The degree of genetic conservation among the M-versus-F genes in each species was assessed using two approaches: (i) pairwise p-distances, and (ii) the rates of synonymous and non-synonymous substitutions, i.e. the number of synonymous substitutions per synonymous sites [Ks] and number of non-synonymous substitutions per non-synonymous sites [Ka], which were calculated in MEGA v752. Since there were various indels present between the individual M- and F-type genes within both species, pairwise deletion was used to account for gaps/missing data-points and codon-alignments were used to facilitate accurate calculations of genetic distances, as well as Ka and Ks values. Amino acid sequences were determined using EMBOSS Transeq and by assuming an invertebrate mitochondrial code85. Codon-alignments were generated by aligning M and F amino acid sequences for each gene using MUSCLE86 in the online portal found at http://www.ebi.ac.uk/Tools/msa/muscle/84. Using these protein alignments as references, nucleotide sequences for each respective gene were then codon-aligned via PAL2NAL v1487. The exceptionally large indel within the Mcox2 gene was manually excluded from the gene alignments. MEGA was also used to conduct a Z-test of Selection [via the Nei-Gojobori method] for each gene52,88. All plots relating to gene conservation were generated in R version 3.4.1 (R Core Team 2017) using the package ggplot2 v3.2.089.
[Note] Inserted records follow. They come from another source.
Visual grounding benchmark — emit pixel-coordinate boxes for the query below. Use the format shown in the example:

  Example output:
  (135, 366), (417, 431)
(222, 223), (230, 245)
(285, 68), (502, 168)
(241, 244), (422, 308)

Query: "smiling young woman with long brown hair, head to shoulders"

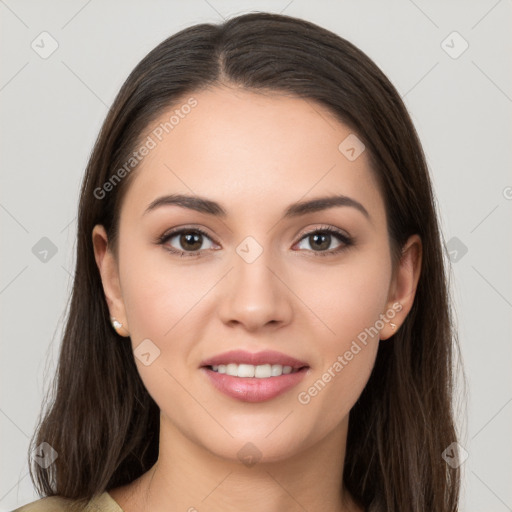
(19, 13), (460, 512)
For comparative purpose, p-distances of individual genes between F and M mtDNAs were also calculated for three species known for having the greatest F versus M DNA divergences in the families Mytilidae, Veneridae and Unionidae: i.e. the mytilid Modiolus modiolus (GenBank accession: F, KX821782; M, KX821783)53, the venerid Ruditapes philippinarum (GenBank accession: F, AB065375; M, AB065374)17, and the unionid Quadrula quadrula (GenBank accession: F, FJ809750; M, FJ809751)14. These comparisons facilitated a better understanding of the selection pressures acting on the PCGs in these species. Finally, the presence of supernumerary mitochondrial protein-coding genes (and mtORFans) in unassigned regions was examined using ORF Finder (NCBI). We retained only ORFs with a minimal length of 150 bp and localized on the coding strand, as mitochondrial genes are only encoded on one strand in our two species. Transmembrane domains were predicted using the TMHMM server v2.0 (http://www.cbs.dtu.dk/services/TMHMM/). Alignments between predicted ORFs were done with MUSCLE86 and the percentage of identity was visualized with MView90, via the EMBL-EBI online web services85 keeping default parameters.